I only worry about spreading myself too thin in terms of over-committing, or having too many projects going so that some fall through the cracks. There are some genres I think I’m unlikely to try my hand at (hard sci-fi, for instance), but even then, I don’t like to rule anything out. My muse, when she wants to do something, I cannot tell her no.
SK: In addition to eeeeeverything else, you've also edited numerous anthologies, including the upcoming FOSSIL LAKE: UNICORNADO. That being said, how many fonts do you own?
CM: My husband being the font-slut of the family, he got custody of most of those in the recent divorce (I got the cats).

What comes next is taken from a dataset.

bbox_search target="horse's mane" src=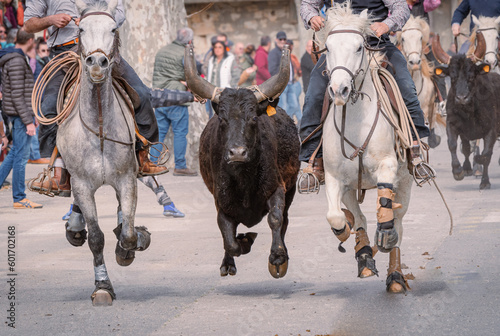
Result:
[316,1,373,45]
[78,0,122,63]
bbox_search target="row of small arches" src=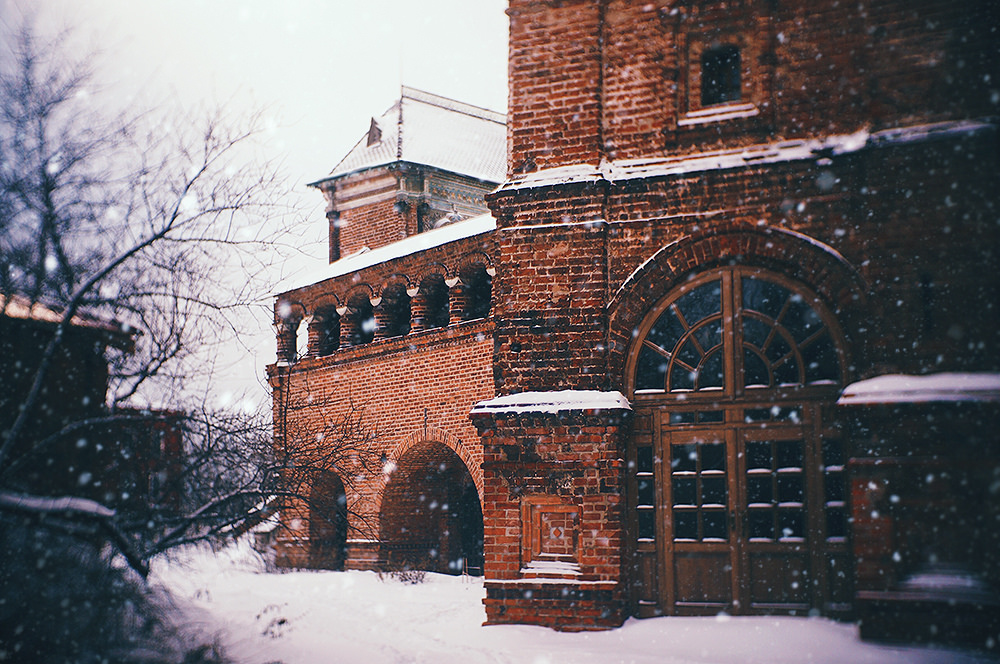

I’m a little anxious about UNICORNADO, actually, because while I have loads of experience on the editing end, I am not at all up to speed on all the layout and such. That’s going to be a scary learning curve these next few months.
The editing gigs, though, I also sort of meandered into in some roundabout ways. I put together our college gaming club’s newsletter, and the resident-written one at the first psych facility I worked at, and did one for my daughter’s Girl Scout troop for a while. I – now, this is top-secret confession time – used to write a lot of fanfiction, and became very involved in the "Gargoyles" fandom, to the point I took over a fanzine called "Avalon Mists" and did four fanfic anthologies for the conventions. We had the online "Sabledrake Magazine" for many years.
All that, and I still didn’t (and don’t!) really think of myself as an editor. Not a REAL one, not compared to the ones I’d worked with. Some of my editing gigs happened because another editor had to back out of a project, so I volunteered to help out (a couple of times, I’d already had a story accepted, which is why the upcoming GRIMM BLACK, for example, might look like double-dipping).
The FOSSIL LAKE phenomenon, though, was where I really found myself having fun. Except for sending out rejections. That part sucks no matter which end of it you’re on. I will never like that part. I mean, yes, rinky-dink small beans market and all, but people send me stories … a lot of stories, really GOOD stories, more than I can use, and I am constantly blown away by the amount of trust and talent and willingness to work even with the likes of me that these really awesome people continue to show.
SK: Well, thanks so much for being with us today, Christine. Before we part, do you have any closing words or anything you'd like to mention that we didn't cover today?
CM: More words? Like I haven’t done essays here already? Well but hey, give a mouse a cookie and all that; give me a chance to ramble and I will do it. So. Yes. Ahem.
First off – buy books. Mine, sure, yes please, ones I wrote, edited, contributed to, reviewed, whatever...I have a daughter in college and four cats to feed...but really, just, buy books. Buy books, read books, give them as gifts, tell your friends.
Secondly – enjoy, play and enjoy. Language is amazing. Writing is amazing. Creativity, imagination, characters, emotions, travels of the mind, it’s all there. It’s passion. It’s telepathy. Art and invention and language and storytelling, in all their various forms, are what we’re meant to do, what fuels and feeds the soul, what really does make us human.
And, finally – when you find your niche, your community, your place to belong and feel at home … cherish that. I’m finally getting there myself, and it is, simply, the best and warmest and most incredible sensation...to be where you’ve always been meant to be.